Montreal

Have you ever imagined school as never-ending, with no graduation in sight? Many might say my life is much like that. Ten years ago, in a desire to respond to the Lord's call and to answer love with love, I left everything: my father, my mother, my sisters, my friends, and my work, to dive into a world unknown to me. Embracing consecrated life, especially monastic life, was certainly not in keeping with the times.

When one joins a religious community at age 28, one has already lived a bit and gained life experience, at least at a professional level. I soon realized that despite my desire to swim in deep waters, I had landed in a universe filled with various guidelines. Reality hit me in the face: a large part of what I was bringing was of no use. There was a real need to truly give birth to something new that willingness could not guarantee without the help of grace.

Of course, walking in Christ’s footsteps is what a consecrated life is all about. Nobody conforms to it completely, though. Working with one’s hands, cultivating solidarity, living the love, feasting on the Word of God, as one serves and obeys others, means living a life in the image of Christ’s life.

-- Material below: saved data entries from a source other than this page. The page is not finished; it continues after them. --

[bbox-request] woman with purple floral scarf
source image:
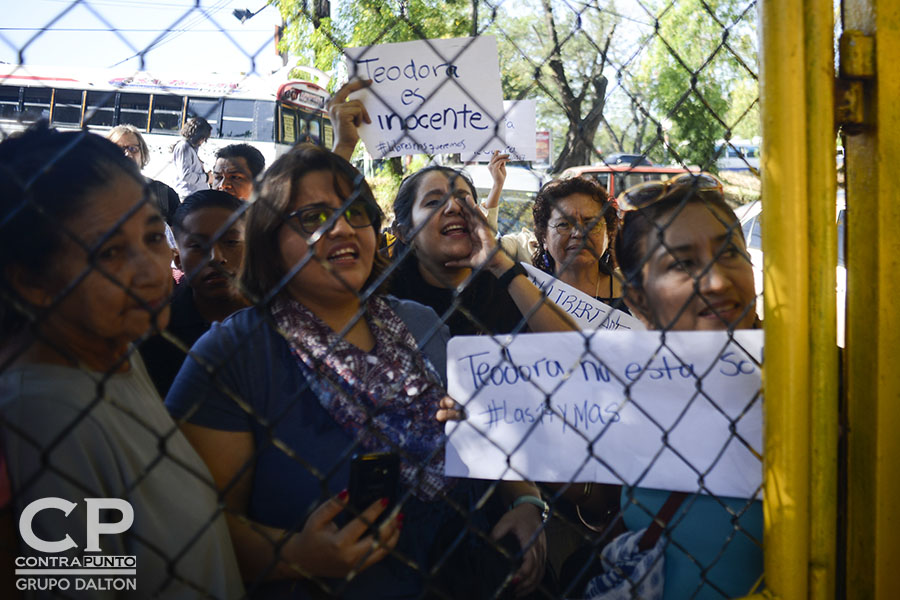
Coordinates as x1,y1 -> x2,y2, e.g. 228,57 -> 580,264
165,144 -> 548,599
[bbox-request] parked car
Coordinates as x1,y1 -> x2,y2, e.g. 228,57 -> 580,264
559,164 -> 696,198
737,193 -> 846,345
600,153 -> 653,167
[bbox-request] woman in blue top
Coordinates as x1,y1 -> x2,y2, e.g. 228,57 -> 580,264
165,143 -> 549,598
610,173 -> 763,599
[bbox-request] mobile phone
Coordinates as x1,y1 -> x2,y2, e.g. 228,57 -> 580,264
347,452 -> 400,521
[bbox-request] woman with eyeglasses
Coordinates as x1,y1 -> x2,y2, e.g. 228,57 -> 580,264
165,144 -> 550,598
531,176 -> 623,307
598,172 -> 762,599
106,124 -> 180,224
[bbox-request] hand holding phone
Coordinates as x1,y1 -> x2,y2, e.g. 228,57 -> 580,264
348,452 -> 400,521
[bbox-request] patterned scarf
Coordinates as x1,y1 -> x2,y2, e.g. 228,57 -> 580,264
271,295 -> 452,501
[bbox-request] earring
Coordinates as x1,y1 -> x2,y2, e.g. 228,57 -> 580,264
542,251 -> 551,270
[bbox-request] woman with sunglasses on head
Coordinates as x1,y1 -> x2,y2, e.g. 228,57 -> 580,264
165,144 -> 550,598
531,176 -> 624,307
606,173 -> 762,599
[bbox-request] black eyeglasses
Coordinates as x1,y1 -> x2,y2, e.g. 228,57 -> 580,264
617,172 -> 723,211
285,200 -> 378,236
119,145 -> 140,155
549,217 -> 606,236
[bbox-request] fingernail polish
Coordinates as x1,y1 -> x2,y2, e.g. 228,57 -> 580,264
396,513 -> 405,525
380,497 -> 389,507
338,489 -> 349,501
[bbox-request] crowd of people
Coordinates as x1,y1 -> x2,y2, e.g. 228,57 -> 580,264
0,78 -> 763,599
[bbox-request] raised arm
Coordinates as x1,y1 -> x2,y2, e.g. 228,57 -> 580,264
327,79 -> 373,161
445,197 -> 576,333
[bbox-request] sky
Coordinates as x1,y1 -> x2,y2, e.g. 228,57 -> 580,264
0,0 -> 288,77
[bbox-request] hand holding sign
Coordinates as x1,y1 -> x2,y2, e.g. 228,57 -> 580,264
327,79 -> 373,160
344,37 -> 506,158
444,330 -> 763,499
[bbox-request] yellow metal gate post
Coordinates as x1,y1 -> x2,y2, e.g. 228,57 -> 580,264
760,0 -> 838,598
842,1 -> 900,597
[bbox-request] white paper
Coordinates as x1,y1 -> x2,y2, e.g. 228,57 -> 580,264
445,330 -> 763,499
344,36 -> 506,158
471,100 -> 537,162
522,263 -> 645,331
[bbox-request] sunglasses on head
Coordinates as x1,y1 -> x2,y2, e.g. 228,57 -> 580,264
617,172 -> 723,212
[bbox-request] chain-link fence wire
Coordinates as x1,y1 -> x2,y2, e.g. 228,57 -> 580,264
0,0 -> 764,598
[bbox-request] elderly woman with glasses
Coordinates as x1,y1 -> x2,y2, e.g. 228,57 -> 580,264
165,143 -> 550,598
531,176 -> 623,306
106,124 -> 180,224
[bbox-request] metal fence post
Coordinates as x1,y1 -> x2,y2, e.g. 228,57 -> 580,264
760,0 -> 840,597
842,0 -> 900,597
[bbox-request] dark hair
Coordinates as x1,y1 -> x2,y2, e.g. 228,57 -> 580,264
391,166 -> 477,254
239,144 -> 385,303
107,124 -> 150,168
215,143 -> 266,178
0,122 -> 143,334
181,117 -> 212,146
614,184 -> 739,289
171,189 -> 247,235
531,176 -> 618,275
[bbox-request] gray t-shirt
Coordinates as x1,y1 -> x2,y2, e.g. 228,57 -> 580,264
0,356 -> 244,598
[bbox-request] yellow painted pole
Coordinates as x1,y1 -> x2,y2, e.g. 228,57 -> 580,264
760,0 -> 811,598
804,1 -> 838,599
842,1 -> 900,597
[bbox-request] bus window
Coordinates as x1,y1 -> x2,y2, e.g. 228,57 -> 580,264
0,85 -> 22,120
23,88 -> 51,122
280,107 -> 297,144
84,91 -> 115,127
187,97 -> 221,134
255,100 -> 275,142
221,99 -> 274,141
151,94 -> 182,132
119,92 -> 150,130
308,119 -> 321,145
323,121 -> 333,149
221,98 -> 254,139
52,89 -> 83,126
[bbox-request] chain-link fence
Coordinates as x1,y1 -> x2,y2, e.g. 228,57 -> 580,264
0,1 -> 766,598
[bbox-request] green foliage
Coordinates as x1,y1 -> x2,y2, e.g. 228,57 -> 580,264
631,0 -> 759,168
277,0 -> 472,85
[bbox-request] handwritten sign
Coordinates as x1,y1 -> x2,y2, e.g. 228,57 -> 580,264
470,100 -> 537,162
344,37 -> 505,158
522,263 -> 645,331
445,330 -> 763,499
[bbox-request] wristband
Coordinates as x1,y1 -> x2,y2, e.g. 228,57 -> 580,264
496,262 -> 527,289
510,494 -> 550,523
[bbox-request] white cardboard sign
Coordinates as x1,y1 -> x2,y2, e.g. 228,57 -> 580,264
445,330 -> 763,499
522,263 -> 645,331
471,100 -> 537,162
344,36 -> 506,159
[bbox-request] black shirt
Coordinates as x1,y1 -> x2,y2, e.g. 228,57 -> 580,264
139,281 -> 212,397
388,256 -> 526,336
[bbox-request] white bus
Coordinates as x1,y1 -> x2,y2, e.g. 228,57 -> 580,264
0,65 -> 332,186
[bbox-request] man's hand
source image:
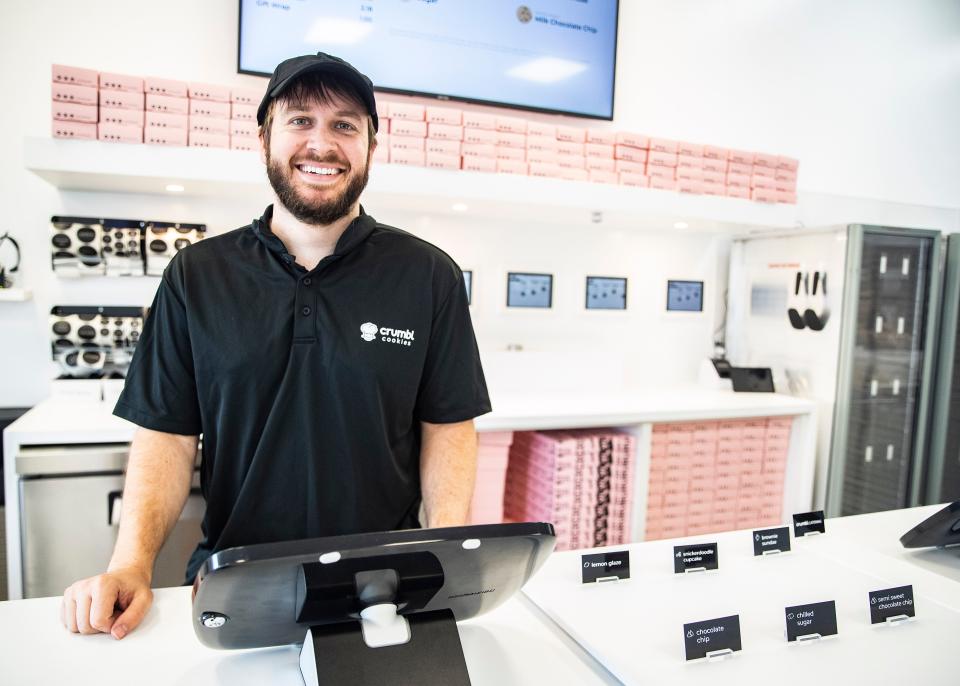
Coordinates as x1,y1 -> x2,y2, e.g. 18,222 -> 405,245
61,566 -> 153,639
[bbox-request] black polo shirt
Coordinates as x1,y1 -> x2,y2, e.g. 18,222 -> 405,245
114,205 -> 491,581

This is a path for apprenticeship and conversion that is rough, yet filled with joy: the joy of silence and solitude filled with His Presence, the joy of His Word meditated and partaken, the joy of liturgical prayer sung daily; the joy of living as a fraternity with city dwellers at the heart of the town; the joy of encounters, etc.

It is a school of life, but for life because in the end one must live the Gospel in an ordinary life, with one’s eye upon the horizon, awaiting a vivifying encounter with the Lord.

Chastity, poverty, obedience makes sense only in the perspective of this Encounter. This is my joy! It means living simply in fraternity in the company of others, waiting together like the watchman expecting to hear the footsteps of the Beloved adorned in various gowns.

When, on 2 February 1997, Saint Pope John Paul II instituted the Day for Consecrated Life on the feast of the Presentation of the Lord, his wish was to make it a day of thanksgiving. So, how can I not add my voice to that of the Church, giving thanks to the Lord for a consecrated life which takes roots in the baptismal consecration and promotes an evangelical dynamic within a permanent process of conversion?

Yes, I bless and give thanks to the Lord for his call, which has found an echo in the heart of many people over the centuries. Still today, he never ceases to call men and women to a life in His Presence at the heart of the world. Ageing and the decline linked to the vocation crisis is a reality in several communities, but the “Yes” pronounced one day and vouched daily is always fertile, even when it is said in a state of poverty. This is a school that brings life and sustains it.

May the Holy Spirit renew in each baptized individual the awareness of this common call to Sainthood, and give them the courage and the desire to answer His call personally, in the secret of their hearts, with generosity, love and confidence.